Jo the hairdresser is on standby to cut it all off if it gets too much (or too little), but for now there's still enough attached to be viable, just. She will also style the wig for me. Hairdressers are used to this, apparently. There's a lot of it about.

Meanwhile while I still have hair Charlie the artist is coming round to paint me. He used to do mostly abstracts - like the one in the pic - but is diversifying into portraits and wants people to sit. When he asked he implied it might be onerous.

I can sit - I've got time on my hands - how hard can it be?

It'd better be flattering, though!

Tuesday 6 July 2010

Angry middle-aged woman

To Messrs Cameron, Osborne (and Clegg),

It was NOT the public sector that caused 'this mess' NOR was it the Labour Government, it was your mates in the financial sector.

Penalise them, not us!

Attack the Civil Service at your peril. In so doing you are biting the hands that feed you. You need someone to implement your policies, such as they are. You will need someone to clear up your mess after the big bonfire is over.

It seems to me that you have come in, taken a superficial look at what's around, and decided to slash and burn all that you see. Anything built up by your predecessors must go.

And that is fine, because you wouldn't know what it's like to try to teach - or learn - in a crumbling classroom. I don't suppose that happened at Eton.

Coalition, my arse! This lot are more right-wing than Thatcher. Anyone who voted Lib Dem to keep the Tories out must be feeling well pissed off.

I think we should take to the streets, like they're doing in France, and bring this bunch of amateurs down. Give 'em a long hot summer of protest and see what they're made of.

Rant over! I feel better now. Have not felt this incensed about politics since the 1980s!

Monday 5 July 2010

The music room


On Saturday my husband bought me a tambourine to cheer me up. Now I can accompany him on guitar! He is from a musical family, his Dad is an accomplished organist, his brother's a brilliant drummer, and JP of course is one of the best guitarists in the world.

All attempts to make me musical so far have failed. Of the many instruments in this house, three are officially mine; a violin, a penny whistle and a ukulele, none of which I can play. In the 80s, Jules and I once sang backing vocals for a Nottingham band called Big Day. (Remember them? No?). I can still recite the lyrics. Our lines went: "It's Friday night/too tired to face the crowds/where's your party dress?/you used to like your music LOUD!" Sadly Big Day never made it Big and they didn't ask us again!

Now percussion is a different matter because all you need is rhythm, so I have high hopes for the tambourine. And it seems to have worked, because things steadily picked up as the weekend progressed - I can almost feel those good cells multiplying.

Friday 2 July 2010

Low

JP took two days off so we could go somewhere nice on the boat but I took a dip yesterday and felt too washed out to move much. Think it's the low red blood count. Starting to pick up a bit today.

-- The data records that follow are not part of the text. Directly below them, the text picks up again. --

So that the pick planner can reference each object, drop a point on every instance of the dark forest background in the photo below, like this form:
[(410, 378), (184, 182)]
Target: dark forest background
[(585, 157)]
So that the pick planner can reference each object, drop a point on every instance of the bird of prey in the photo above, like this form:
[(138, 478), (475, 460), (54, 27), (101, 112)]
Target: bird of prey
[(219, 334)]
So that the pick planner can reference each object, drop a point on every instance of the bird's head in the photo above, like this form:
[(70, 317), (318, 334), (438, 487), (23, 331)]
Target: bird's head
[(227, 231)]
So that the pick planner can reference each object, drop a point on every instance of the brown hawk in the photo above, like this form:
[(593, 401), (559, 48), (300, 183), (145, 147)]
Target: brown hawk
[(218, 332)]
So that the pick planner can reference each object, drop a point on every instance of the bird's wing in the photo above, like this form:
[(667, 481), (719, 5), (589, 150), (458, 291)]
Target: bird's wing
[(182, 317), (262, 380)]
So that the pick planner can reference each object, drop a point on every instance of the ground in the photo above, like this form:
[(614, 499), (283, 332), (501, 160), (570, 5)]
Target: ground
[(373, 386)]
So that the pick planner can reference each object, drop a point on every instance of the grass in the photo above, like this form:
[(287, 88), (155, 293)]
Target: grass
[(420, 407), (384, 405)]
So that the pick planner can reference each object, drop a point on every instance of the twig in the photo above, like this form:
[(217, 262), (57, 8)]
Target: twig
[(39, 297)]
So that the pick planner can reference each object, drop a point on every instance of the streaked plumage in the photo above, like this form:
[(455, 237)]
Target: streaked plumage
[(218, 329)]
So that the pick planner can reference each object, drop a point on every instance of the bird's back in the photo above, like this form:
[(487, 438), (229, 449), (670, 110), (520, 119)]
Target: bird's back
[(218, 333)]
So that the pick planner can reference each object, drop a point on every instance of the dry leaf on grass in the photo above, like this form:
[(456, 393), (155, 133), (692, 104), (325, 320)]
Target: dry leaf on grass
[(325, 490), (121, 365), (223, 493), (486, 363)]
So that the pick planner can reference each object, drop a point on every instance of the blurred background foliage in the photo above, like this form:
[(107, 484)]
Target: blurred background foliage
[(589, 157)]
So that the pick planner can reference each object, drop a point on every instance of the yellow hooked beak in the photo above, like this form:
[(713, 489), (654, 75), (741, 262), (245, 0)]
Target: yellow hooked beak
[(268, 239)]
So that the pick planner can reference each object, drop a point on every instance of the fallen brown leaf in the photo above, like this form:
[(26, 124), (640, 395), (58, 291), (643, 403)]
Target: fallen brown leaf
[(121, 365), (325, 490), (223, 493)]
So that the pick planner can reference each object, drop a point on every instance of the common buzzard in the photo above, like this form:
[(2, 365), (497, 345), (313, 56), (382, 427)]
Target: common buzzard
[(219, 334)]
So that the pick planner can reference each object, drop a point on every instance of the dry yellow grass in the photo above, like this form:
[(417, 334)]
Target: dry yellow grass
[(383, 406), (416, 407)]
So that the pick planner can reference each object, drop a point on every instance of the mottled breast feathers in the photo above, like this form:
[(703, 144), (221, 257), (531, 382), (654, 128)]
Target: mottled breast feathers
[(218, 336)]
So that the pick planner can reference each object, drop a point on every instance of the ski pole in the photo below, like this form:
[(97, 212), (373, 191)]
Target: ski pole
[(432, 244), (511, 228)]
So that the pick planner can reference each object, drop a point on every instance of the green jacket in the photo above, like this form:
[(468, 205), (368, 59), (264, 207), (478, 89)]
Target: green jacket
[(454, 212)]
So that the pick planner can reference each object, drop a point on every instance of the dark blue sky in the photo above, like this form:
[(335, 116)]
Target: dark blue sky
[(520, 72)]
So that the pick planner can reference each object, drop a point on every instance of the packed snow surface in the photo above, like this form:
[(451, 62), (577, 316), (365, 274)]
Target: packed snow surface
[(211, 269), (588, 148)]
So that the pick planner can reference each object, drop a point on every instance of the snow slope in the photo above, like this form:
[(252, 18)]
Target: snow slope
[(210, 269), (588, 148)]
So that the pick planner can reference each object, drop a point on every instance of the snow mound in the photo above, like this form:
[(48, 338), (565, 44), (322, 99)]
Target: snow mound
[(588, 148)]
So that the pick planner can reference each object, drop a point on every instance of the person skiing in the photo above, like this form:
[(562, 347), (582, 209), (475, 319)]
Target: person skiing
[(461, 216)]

My problems are nothing compared to Jane's. In the past ten years Jane has had three primary cancers and each time bounced back with renewed zest for life, looking amazing. Sadly in the last few months she developed a secondary which has now metastazied in her brain. There's no cure but she is researching available treatments and is looking at the possibility of cutting edge gamma knife surgery which has proved successful in treating multiple brain tumours.

We went to see her in the Derby Royal, where they are exploring all her options. She is being very brave in the face of such a devastating prognosis. The new hospital is impressive; light and airy with lots of private room provision and all single sex wards.

Meanwhile the list of breast cancer survivors I know is growing exponentially. It seems nearly every day I meet someone new who's experienced it. While mooching round Holland and Barretts recently I got talking to the store manager and discovered she had it seven years ago. She says to pop in for a chat any time I need support.